[PVE-User] PVE, Ceph, OSD in stop/out state: how to restart from commandline?

Wed Jun 7 11:22:17 CEST 2017

On Wed, Jun 07, 2017 at 11:17:09AM +0200, Marco Gaiarin wrote:
> Mandi! Fabian Grünbichler
>   In chel di` si favelave...
> 
> > OSDs are supposed to be enabled by UDEV rules automatically. This does
> > not work on all systems, so PVE installs a ceph.service which triggers a
> > scan for OSDs on all available disks.
> > Either calling "systemctl restart ceph.service" or "ceph-disk
> > activate-all" should start all available OSDs which haven't been started
> > yet.
> 
> Good. I've missed that.
> 
> 
> > The reason why you are not seeing ceph-osd at X systemd units for OSDs
> > which haven't been available on this boot is that these units are
> > purposely lost on a reboot, and only re-enabled for the current boot
> > when ceph-disk starts the OSD (in systemd speech, they are "runtime"
> > enabled).
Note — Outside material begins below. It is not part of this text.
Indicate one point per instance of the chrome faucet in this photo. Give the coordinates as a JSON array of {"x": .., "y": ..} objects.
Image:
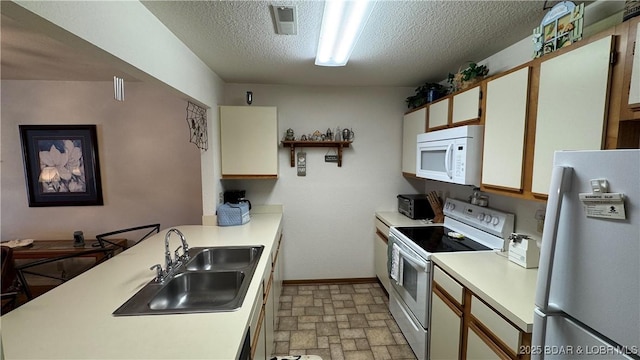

This kind of makes sense, since a OSD service can only be
> > started if its disk is there, and if the disk is there it is supposed to
> > have already been started via the UDEV rule.
> > Which PVE and Ceph versions are you on? Is there anything out of the
> > ordinary about your setup? Could you provide a log of the boot where the
> > OSDs failed to start? The ceph.service should catch all the OSDs missed
> > by UDEV on boot..
> 
> I'm using latest PVE 4.4, ceph hammer.
> 

Hammer is not using per-service-instance systemd units, but a single
init script. You can simply use that init script (directly or via the
"service" wrapper) to start single service instances. My guess is that
your cluster is overloaded when cold-booting, and thus not all OSDs
start within their timeout.